There was one aspect of leaving that I knew I’d never be able to get over.
Starting again meant walking away from the cemetery. From where I sat most mornings and hugged the blanket we’d wrapped our baby boy in. I’d tried to imagine what it would feel like to have my child, now healthy and growing, in my arms, instead of this horrific nothingness.
It’s strange how empty arms can feel heavier than those that are full.
I reminded myself that every day that he wasn’t there. In the ground. Not really. The baby who’d kicked and wriggled and turned somersaults in my stomach. That life energy, the one that had got us so close to becoming parents, couldn’t possibly be in the ground. His grave was just a focal point for us. A place I could go to to cry. But he was always with me. Always. I carried the other losses, too, of course. But his was the cruellest of all.
Still, the thought of walking away from his resting place. From my child. It pulled at my heart. It pulled at my conscience. I tried not to think about leaving him for the last time too much. I tried not to think about who would look after his little plot of grass. Who’d put fresh flowers beside that little stone that bears my surname and that expression I’d come to hate. ‘Born sleeping’ – as if it had all been so peaceful. As if it hadn’t been brutal and bloody and horrific. Scalpels and stitches. Infusions. Blood. So much blood. As if there hadn’t been screaming, even though he never made a noise.
I begged the doctors to save him. Even though by the time I was awake he was already cold. His lips already blackened. I’d hugged him and tried to warm him up. I’d prayed for a miracle. I remember begging God to prove to me that He existed. Prove it by bringing my baby back. He’d done it with Lazarus. Surely if I pleaded and prayed and promised enough, He’d do this for me …

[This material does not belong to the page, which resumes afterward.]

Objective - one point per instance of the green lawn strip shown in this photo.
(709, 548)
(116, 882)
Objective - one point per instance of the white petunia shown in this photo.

I’d have loved my baby so much. I do love him. I’d have given him the world and everything in it, but I never had the chance. And then I had to prepare myself to walk away from him forever without ever looking back. What kind of a mother did that make me?
When I went to the cemetery, I scratched at the ground, dug a little. Filled a little jam jar with soil. Soil that he nourished. I’d slipped it into my handbag, kissed the stone that bore his name. Noah. My beautiful Noah. Even in his silence, it suited him. It was as if it were made just for him. I’d whispered it – my beautiful Noah, that is. Then I’d sat back on the cold ground and tried to consign every detail to memory. No one was around. It was just the two of us. So I said his name out loud.
Then I shouted it to the sky and vowed that I’d never say it again.
The next baby name I’d mutter would be the one I’d raise to adulthood.